Registered unemployment in January up due to seasonal factors
In January 2011 the registered unemployment rate is up by 0.2 percentage points, reaching 14.5% of the economically active population: the first such rise since last spring. The rise in unemployment at the beginning of the year was caused by seasonal factors and does not indicate a change in tendencies in the labour market: the unemployment rate will continue to go down gradually1. Such a prognosis does not rule out an increase in unemployment in certain months due to, e.g., seasonal factors, but the overall unemployment rate is likely to be smaller by the end of 2011, to about 12% of the economically active population.
According to the data of the regular survey by the European Commission, in January, for a second consecutive month, there were more entrepreneurs in manufacturing, trade and other services who are planning to increase the number of employees than those who plan to reduce it; such a situation was last observed in 2007 (although in 2007 the number of entrepreneurs planning employee increases was greater). Thus the uncertainty regarding the future direction of economic development prevalent in the second half of 2010 has been replaced by cautious optimism at the beginning of 2011. We must also note that in 2010 the rise in employment was primarily determined by developments in manufacturing and transport whereas in 2011, a rise in employment can be predicted also in trade and other service industries.

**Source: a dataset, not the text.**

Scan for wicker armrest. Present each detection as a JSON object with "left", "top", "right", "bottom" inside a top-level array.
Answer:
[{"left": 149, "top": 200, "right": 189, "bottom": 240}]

1 The unemployment rate went up in January in previous years as well. For instance, in January 2003 and 2004, it rose 0.2 percentage points (in January 2005 and 2006 by 0.1 percentage pointseven though in the medium term an unemployment contraction tendency was observed in this period. A resumed trend of growing unemployment would be indicated by a much greater rise, e.g., the kind experienced in January 2009 (1.3 percentage points over one month).